Agriculture is essential to Ghana’s economy. It has a greater impact on poverty reduction than other sectors and is critical for rural development and its associated social stabilization, environmental sustainability, and buffer during economic shocks.

According to the Ministry of food and agriculture, the sector provides employment for over 44.7% of the populace in the country. It serves as a major source of foreign exchange, Ghana exported non-traditional agricultural commodities worth 1,901 million cedis in 2016. It also contributes about 20% to the annual GDP and serves as a major source of food whilst providing raw materials for industries.

Small-sized and medium-sized farms of up to 10 hectares account for 90% of cultivated lands.
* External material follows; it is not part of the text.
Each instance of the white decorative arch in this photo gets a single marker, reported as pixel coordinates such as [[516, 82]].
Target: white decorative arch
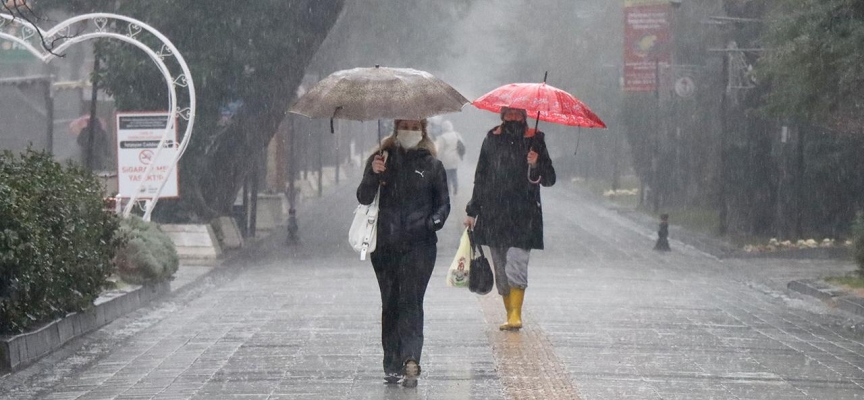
[[46, 45]]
After six weeks of planting 700 seedlings of cocoa, 500 suckers of plantain, and maize on one and a half acres of land, Mr. Asamoah Yirenkyi is filled with joy to see his maize tussling, suckers sprouting and cocoa showing good signs of life.
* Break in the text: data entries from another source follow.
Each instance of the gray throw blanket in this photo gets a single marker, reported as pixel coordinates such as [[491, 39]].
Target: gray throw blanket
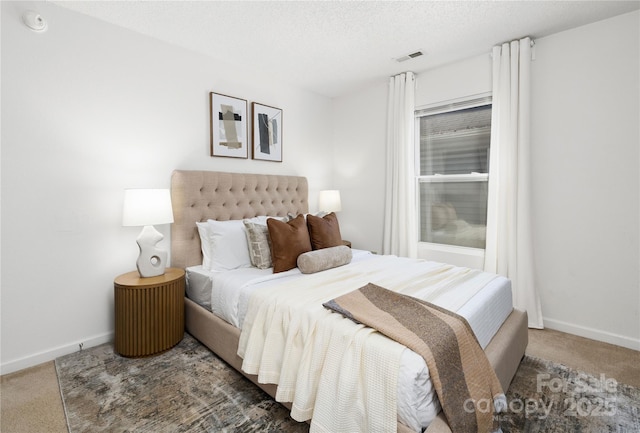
[[466, 384]]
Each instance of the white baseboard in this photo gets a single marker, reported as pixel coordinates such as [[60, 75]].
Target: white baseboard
[[593, 334], [51, 354]]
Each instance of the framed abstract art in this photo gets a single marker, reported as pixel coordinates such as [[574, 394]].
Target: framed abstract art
[[267, 132], [228, 126]]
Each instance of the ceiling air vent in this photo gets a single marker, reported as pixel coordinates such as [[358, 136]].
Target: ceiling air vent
[[409, 56]]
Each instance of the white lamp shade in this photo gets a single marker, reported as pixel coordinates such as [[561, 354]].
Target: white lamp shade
[[329, 201], [146, 207]]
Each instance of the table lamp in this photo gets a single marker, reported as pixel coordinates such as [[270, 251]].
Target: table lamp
[[146, 207]]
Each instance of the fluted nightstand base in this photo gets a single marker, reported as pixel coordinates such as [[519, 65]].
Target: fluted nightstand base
[[149, 312]]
Though agriculture in Ghana is faced with some development issues, the government over the years through policies like planting for food and jobs continues to make huge investments in the sector.

Mr. Asamoah Yirenkyi explains that most of his cocoa seedlings and plantain suckers were procured for free from MOFA.

He plans of selling harvests from cash crops and most of the food crops he has cultivated.

“What I’m doing is semi-subsistence. I’ll get some crops to feed on and can get some to sell’, explained.

So far, over 3,000 cedis has been invested in labor, planting materials, and weedicides.